Sixth, exercise regularly. Both acute exercise, which immediately improves attention, and chronic exercise, which builds long-term cognitive resilience, have solid evidence. Aerobic exercise and activities requiring coordination appear particularly beneficial.

Finally, take nature breaks. Approximately 30 minutes of nature exposure can help restore depleted attention. Even brief exposure to green spaces appears beneficial.

When to seek professional help

Self-help strategies are appropriate for normal variation in attention. But attention difficulties that significantly interfere with work, relationships, or daily functioning—especially if present since childhood—may indicate ADHD or another treatable condition.

Consider professional evaluation if attention problems persist despite adequate sleep, reduced distractions, and other environmental modifications. Look for symptoms present since childhood, since ADHD is neurodevelopmental. Frequent careless mistakes despite trying hard to be careful, consistently failing to finish tasks or follow through on commitments, chronic organization struggles that don't improve with systems, frequently losing things necessary for daily activities, and co-occurring anxiety, depression, or sleep problems all warrant professional evaluation.

ADHD medications have far larger effect sizes of 0.5-0.9 than any behavioral intervention for clinical attention problems. If ADHD is present, medication combined with behavioral strategies is typically most effective. Evaluation involves clinical interviews, standardized rating scales, input from family or colleagues, and ruling out other conditions that can impair attention.

What we still don't know

Scientific honesty requires acknowledging uncertainty. Important questions remain.

We don't know exactly why some people respond to attention training and others don't. Individual variability in treatment response is substantial, and we lack good predictors of who will benefit.

We don't know whether technology is fundamentally changing attention capacity over generations. Cross-sectional studies can't establish causation, and long-term longitudinal research with objective measures is largely absent.

We don't know the optimal dose of practices like meditation. Effect sizes don't clearly scale with practice time, and the minimum effective dose remains unclear.

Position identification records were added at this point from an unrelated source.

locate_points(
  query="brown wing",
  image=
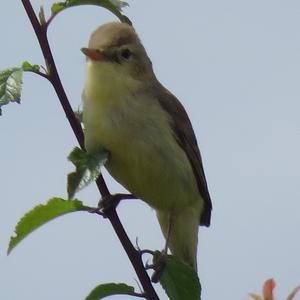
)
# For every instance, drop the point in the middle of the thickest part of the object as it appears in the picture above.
(186, 138)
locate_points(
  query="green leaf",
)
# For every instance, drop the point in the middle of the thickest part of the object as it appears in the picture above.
(57, 7)
(114, 6)
(178, 279)
(109, 289)
(26, 66)
(10, 86)
(87, 169)
(42, 214)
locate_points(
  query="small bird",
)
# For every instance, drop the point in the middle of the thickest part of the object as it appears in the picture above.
(153, 148)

We don't know how to achieve reliable far transfer. The training-transfer gap represents a fundamental limitation in cognitive enhancement research that decades of study haven't solved.

The honest bottom line

The goldfish comparison is a myth based on made-up statistics. Your attention span isn't broken, and technology hasn't destroyed your ability to focus. But the way you manage your environment, sleep, and work patterns genuinely matters.

The research suggests a counterintuitive conclusion: rather than trying to train your brain to have better attention, focus on protecting the attention you have. Sleep deprivation, constant notifications, cluttered environments, and chronic multitasking reliably impair attention. Removing these obstacles is more achievable—and better supported by evidence—than any brain training program.

If attention difficulties significantly impair your daily life despite environmental modifications, professional evaluation is worthwhile. ADHD and other conditions that impair attention are treatable, and the effect sizes for proper treatment far exceed what any self-help intervention can achieve.

The science of attention is genuinely fascinating and actively evolving. What we can say with confidence is that attention is not a single number, not a fixed trait, and not at the mercy of goldfish comparisons. It's a complex, dynamic set of cognitive processes that respond to how you live—and that's actually good news, because how you live is something you can change.